When attorney Venroy July evaluated how he can help combat systematic racism in America, he realized many issues of racial inequality are economically based.
“For most start-ups, their first round of funding is from family and friends. We know that in Black communities, the availability of that money is significantly less,” July said, who practices with Miles & Stockbridge in Baltimore, but works with the firm’s offices in Richmond and Tysons Corner, too.
July began noticing a trend in which Black business owners would come to him in need of legal assistance, but their “organizational documents were not together” or they would be wound up in contracts that were not beneficial to their company.
“The problem is… A lot of these (Black owned) companies were opting out of legal services to save a dime in the beginning, but it hurt them down the road,” July said.
Though he began brainstorming ways to assist these companies a few years back, July said that the death of George Floyd, a Black man who was killed by a white police officer in Minneapolis on May 25, catalyzed his firm’s eagerness to help.

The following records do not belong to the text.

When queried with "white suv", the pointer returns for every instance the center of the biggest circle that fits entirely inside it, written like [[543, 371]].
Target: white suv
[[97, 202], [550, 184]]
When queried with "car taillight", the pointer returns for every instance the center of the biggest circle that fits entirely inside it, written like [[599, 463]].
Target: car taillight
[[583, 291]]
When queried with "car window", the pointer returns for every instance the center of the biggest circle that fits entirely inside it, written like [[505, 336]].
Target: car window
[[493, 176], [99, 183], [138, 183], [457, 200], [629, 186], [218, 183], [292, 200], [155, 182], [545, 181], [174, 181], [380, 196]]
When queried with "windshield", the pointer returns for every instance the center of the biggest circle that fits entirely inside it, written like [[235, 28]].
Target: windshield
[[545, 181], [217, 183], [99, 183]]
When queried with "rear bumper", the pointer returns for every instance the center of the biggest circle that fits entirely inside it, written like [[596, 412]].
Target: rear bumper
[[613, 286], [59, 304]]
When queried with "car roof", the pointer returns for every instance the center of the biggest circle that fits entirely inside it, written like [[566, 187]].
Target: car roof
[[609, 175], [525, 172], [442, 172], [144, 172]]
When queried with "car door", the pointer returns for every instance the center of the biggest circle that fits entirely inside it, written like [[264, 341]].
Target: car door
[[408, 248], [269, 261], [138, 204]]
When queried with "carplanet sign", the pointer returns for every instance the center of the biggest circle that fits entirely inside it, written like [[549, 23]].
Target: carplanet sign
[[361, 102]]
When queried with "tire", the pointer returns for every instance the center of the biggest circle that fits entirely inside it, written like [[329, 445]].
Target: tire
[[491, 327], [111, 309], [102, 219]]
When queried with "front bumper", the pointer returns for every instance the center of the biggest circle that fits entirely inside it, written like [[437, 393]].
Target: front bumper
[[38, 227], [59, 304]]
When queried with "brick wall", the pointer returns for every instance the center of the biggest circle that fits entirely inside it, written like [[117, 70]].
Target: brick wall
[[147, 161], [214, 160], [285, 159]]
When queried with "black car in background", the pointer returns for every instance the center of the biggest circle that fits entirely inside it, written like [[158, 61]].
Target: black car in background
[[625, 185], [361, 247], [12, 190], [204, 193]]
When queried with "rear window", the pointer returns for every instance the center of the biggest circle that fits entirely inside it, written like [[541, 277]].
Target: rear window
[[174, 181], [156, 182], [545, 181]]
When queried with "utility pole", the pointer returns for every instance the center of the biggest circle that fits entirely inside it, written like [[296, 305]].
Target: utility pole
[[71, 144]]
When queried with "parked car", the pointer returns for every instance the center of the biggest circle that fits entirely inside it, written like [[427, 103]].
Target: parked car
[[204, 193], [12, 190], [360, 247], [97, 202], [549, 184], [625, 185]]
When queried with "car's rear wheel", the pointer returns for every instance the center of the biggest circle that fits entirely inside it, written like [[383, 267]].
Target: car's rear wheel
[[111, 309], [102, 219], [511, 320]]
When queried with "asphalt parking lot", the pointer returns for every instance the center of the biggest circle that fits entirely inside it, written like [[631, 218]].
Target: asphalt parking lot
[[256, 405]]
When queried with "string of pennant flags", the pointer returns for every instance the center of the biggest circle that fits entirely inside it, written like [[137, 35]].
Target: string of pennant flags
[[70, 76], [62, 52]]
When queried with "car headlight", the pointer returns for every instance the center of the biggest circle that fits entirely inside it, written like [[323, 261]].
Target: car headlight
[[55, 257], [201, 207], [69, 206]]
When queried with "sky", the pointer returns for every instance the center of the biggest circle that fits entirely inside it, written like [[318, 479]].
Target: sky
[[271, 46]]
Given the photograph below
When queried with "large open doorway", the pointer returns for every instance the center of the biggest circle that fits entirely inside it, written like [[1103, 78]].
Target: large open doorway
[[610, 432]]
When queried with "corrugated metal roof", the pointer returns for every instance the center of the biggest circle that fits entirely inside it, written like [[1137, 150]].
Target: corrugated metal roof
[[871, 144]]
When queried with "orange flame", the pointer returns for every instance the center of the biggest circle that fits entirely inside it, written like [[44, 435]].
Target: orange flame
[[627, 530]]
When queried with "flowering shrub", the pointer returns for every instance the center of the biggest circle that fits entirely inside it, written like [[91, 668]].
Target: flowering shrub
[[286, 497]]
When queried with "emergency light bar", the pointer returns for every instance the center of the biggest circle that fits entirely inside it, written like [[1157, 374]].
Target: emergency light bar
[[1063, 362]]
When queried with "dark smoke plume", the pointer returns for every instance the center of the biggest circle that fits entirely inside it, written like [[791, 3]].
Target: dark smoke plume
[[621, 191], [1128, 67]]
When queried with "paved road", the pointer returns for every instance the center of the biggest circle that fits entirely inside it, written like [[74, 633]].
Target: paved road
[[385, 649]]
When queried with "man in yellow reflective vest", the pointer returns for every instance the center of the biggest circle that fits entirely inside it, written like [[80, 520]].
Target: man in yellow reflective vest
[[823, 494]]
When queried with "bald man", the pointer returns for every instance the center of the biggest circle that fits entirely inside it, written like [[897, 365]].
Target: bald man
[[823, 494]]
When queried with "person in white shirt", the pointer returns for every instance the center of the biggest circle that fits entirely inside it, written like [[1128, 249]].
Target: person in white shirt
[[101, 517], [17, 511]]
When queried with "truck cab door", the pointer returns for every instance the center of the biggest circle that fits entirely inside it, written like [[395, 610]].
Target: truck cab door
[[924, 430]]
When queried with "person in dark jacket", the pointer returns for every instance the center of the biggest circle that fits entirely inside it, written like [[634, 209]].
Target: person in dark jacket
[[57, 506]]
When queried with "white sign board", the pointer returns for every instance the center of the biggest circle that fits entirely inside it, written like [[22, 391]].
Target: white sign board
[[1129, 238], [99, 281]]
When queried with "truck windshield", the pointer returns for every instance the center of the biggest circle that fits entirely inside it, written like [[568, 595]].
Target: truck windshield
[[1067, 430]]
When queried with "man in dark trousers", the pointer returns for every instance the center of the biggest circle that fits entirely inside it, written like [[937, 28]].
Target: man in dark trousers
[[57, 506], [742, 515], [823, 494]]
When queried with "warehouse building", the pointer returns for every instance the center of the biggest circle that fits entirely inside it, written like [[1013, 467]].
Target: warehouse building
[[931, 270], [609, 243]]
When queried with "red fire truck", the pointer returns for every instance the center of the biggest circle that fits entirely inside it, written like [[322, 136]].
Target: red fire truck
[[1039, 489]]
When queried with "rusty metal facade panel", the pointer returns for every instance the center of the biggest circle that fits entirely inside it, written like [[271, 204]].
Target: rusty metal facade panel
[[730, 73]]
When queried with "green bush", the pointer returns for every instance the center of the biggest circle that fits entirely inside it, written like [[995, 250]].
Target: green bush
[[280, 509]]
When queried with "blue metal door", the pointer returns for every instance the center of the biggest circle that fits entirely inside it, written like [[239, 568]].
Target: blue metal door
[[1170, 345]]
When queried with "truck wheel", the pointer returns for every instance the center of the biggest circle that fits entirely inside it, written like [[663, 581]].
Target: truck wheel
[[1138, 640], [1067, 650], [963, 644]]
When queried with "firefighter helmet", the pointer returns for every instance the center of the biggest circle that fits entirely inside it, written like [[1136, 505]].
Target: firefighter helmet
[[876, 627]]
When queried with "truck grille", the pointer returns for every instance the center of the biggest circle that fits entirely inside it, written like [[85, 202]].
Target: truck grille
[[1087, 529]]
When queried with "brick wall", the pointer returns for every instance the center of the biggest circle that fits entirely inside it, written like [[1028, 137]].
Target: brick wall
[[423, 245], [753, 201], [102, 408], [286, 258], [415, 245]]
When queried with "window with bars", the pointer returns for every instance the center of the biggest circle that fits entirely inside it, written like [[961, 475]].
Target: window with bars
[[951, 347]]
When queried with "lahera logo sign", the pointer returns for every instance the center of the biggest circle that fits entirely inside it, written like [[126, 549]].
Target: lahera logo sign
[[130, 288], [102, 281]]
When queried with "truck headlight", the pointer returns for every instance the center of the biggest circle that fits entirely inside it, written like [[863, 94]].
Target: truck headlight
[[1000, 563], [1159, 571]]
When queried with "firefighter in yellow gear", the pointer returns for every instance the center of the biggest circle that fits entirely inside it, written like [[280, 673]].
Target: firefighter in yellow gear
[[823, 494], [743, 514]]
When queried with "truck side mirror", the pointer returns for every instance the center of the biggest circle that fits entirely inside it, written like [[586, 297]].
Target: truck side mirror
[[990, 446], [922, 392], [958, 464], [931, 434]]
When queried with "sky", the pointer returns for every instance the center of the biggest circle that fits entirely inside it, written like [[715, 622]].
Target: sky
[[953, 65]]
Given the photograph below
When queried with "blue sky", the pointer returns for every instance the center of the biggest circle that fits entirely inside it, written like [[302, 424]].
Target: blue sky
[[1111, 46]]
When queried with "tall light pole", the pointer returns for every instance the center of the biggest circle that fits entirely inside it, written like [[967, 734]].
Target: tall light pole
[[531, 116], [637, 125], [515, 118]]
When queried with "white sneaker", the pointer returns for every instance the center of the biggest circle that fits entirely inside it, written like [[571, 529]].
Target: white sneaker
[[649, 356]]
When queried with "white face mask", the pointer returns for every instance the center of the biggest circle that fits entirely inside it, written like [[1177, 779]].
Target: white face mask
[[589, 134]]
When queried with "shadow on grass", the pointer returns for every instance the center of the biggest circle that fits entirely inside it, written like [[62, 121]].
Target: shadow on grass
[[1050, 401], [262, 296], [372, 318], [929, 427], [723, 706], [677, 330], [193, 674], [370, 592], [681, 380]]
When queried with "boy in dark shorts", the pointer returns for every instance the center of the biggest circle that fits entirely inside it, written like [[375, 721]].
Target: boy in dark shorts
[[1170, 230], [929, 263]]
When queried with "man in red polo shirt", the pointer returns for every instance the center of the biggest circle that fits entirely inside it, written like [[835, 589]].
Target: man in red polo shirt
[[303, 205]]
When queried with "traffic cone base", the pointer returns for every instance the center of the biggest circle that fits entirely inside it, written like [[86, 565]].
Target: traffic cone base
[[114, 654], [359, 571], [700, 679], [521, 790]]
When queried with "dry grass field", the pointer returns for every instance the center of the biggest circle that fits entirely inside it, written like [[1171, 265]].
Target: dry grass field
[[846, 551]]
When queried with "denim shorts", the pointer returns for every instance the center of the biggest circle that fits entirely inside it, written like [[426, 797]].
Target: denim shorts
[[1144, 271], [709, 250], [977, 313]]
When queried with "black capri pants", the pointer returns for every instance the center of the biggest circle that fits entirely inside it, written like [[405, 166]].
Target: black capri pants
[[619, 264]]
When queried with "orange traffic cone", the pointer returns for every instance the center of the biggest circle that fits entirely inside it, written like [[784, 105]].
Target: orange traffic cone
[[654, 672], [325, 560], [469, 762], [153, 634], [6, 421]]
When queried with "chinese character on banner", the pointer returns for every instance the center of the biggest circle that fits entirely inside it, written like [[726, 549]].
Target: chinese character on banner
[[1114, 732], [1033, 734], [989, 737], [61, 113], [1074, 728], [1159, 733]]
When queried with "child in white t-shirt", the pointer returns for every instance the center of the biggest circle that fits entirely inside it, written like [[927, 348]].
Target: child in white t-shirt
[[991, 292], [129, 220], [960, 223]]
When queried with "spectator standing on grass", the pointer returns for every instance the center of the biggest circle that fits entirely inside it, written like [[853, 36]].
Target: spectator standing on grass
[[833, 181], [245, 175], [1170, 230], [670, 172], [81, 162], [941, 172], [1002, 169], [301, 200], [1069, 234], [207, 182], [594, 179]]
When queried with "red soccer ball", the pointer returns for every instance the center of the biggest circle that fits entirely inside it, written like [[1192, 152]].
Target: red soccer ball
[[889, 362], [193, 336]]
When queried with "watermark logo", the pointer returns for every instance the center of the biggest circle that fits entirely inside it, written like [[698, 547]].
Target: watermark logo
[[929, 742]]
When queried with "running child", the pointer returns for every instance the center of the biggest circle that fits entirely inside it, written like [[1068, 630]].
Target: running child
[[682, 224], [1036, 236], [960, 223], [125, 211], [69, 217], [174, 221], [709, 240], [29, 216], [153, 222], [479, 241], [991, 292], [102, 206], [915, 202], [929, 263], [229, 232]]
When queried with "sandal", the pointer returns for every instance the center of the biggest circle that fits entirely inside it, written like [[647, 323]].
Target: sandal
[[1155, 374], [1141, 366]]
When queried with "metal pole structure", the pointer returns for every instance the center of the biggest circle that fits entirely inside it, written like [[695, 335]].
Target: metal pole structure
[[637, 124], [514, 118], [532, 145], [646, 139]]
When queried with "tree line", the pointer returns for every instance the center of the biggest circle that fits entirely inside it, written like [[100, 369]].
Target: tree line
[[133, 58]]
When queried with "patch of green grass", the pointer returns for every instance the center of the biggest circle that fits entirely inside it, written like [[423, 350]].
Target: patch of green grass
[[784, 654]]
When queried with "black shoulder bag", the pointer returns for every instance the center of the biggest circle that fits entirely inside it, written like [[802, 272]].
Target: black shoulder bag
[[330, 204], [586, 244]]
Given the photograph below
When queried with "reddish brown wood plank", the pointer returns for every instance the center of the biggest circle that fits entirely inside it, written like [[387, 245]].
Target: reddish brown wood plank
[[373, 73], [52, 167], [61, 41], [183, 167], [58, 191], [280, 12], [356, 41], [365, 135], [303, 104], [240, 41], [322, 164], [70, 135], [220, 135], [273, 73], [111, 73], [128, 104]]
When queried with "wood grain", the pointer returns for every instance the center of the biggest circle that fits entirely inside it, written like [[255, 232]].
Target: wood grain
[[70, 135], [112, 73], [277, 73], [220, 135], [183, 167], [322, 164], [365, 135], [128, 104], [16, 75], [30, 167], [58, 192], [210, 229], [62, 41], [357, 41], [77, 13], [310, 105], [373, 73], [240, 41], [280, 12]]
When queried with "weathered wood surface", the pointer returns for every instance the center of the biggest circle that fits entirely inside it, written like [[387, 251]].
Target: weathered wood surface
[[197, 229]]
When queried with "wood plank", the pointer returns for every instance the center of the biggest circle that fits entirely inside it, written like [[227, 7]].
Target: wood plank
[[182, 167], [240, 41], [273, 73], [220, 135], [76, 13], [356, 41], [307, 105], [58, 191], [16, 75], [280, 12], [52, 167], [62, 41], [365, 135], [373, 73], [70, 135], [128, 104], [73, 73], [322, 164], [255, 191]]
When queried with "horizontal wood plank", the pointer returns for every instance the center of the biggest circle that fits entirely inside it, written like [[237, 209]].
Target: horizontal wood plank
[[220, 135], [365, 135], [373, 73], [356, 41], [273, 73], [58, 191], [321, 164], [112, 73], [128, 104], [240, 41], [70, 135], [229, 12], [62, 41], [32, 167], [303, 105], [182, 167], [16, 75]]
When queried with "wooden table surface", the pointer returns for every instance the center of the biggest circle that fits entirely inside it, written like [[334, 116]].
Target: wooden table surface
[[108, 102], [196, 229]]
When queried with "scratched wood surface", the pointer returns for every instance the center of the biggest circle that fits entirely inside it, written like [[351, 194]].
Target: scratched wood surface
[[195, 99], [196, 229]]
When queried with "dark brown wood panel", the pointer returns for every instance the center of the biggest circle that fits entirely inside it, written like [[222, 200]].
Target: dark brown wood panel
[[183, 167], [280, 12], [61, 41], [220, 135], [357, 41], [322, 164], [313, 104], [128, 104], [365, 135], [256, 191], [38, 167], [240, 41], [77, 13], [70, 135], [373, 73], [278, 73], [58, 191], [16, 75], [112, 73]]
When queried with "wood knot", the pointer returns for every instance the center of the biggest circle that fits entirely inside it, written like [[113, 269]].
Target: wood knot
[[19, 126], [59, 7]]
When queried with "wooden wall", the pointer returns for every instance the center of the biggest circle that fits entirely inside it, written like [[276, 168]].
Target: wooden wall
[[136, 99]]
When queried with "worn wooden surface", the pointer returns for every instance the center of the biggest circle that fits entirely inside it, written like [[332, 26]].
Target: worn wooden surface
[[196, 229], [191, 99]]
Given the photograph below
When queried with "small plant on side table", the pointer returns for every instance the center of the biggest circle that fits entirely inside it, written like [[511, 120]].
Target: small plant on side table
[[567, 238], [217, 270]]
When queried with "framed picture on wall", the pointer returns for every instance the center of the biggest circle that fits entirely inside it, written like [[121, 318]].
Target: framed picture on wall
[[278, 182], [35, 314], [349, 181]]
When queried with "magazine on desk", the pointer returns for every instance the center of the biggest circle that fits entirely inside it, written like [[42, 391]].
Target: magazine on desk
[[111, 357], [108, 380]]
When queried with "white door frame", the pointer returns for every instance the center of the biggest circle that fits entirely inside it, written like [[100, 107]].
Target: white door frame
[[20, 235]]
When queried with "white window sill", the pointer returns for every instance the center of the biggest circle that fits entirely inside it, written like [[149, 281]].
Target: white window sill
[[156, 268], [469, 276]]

And so the Black Business & Start-Up Initiative, aka the “Initiative,” was formed. The program, which extends across the firm’s Virginia and Maryland offices, aims to eliminate some of the barriers that are uniquely experienced by Black entrepreneurs, including lack of funding and lack of access to a legal network, according to the Miles & Stockbridge website.
The Initiative seeks to assist start-up companies and accepts applicants from businesses that are owned at least 50% by Black owners with either less than five years of operating history, less than $500,000 of annual revenues or less than 10 employees.
The program, which extends across the firm’s Virginia and Maryland offices, aims to eliminate some of the barriers that are uniquely experienced by Black entrepreneurs, including lack of funding and lack of access to a legal network.
The program will offer businesses “the full spectrum of legal counsel necessary to develop and grow…from the general corporate and business legal services necessary to keep operations running smoothly” to more complex legal matters, including employment and general commercial contracting, according to the website.
Since its July 9 launch date, the Initiative has already garnered 64 clients from industries, including nonprofits, food and beverage, real estate and technology.
July laughed at how his firm is “trying to keep up” with the Initiative’s quick success.
“There has been such a rush of interest for this program… Getting through the intake process so far has been the most challenging,” July said, adding that he has been spending nearly three hours a day simply talking to prospective clients.
Each company that is accepted into the program can receive up to $20,000 in pro bono legal services, after which they can transition into a “low-bono situation” or become a full-paying client, July said.
“The idea is to assist companies to help them get off the ground and stabilize, and hopefully will ultimately be successful,” July said. “At that point we’ll start figuring out the next steps.”
Though the program is primarily seeking Black owned startups, July said they are open to taking on existing businesses, as well — noting that just because a business has been around for years, that doesn’t mean it’s going to survive.
“The reality is that most Black businesses only have one employee and fail within five years,” July said. “Just because companies have been around for two years and have $30,000 in revenue, that doesn’t mean they’re successful. It’s good that they’re still around, but we want to help them be successful through traditional standards.”
As Black Lives Matter protests continue across the nation, the economic inequalities that African Americans face are becoming more clear. In 1968, a typical middle-class Black household had $6,674 in wealth compared with $70,786 for the typical middle-class white household, according to data from the historical Survey of Consumer Finances that has been adjusted for inflation.
In 2016 – the most recent year for which this data is available – the typical middle-class Black household had $13,024 in wealth versus $149,703 for the median white household.
July said that during this initial “big rush” of clients, he has become more aware than ever of the disparity in capital available to Black business owners.
“This is our effort to address the divisions of wealth in this country — to do our part in rectifying past wrongs,” July said. “It has been an ongoing effort, and it won’t be something that just ends in 2020. [The Initiative] is a program that will go on for a while.”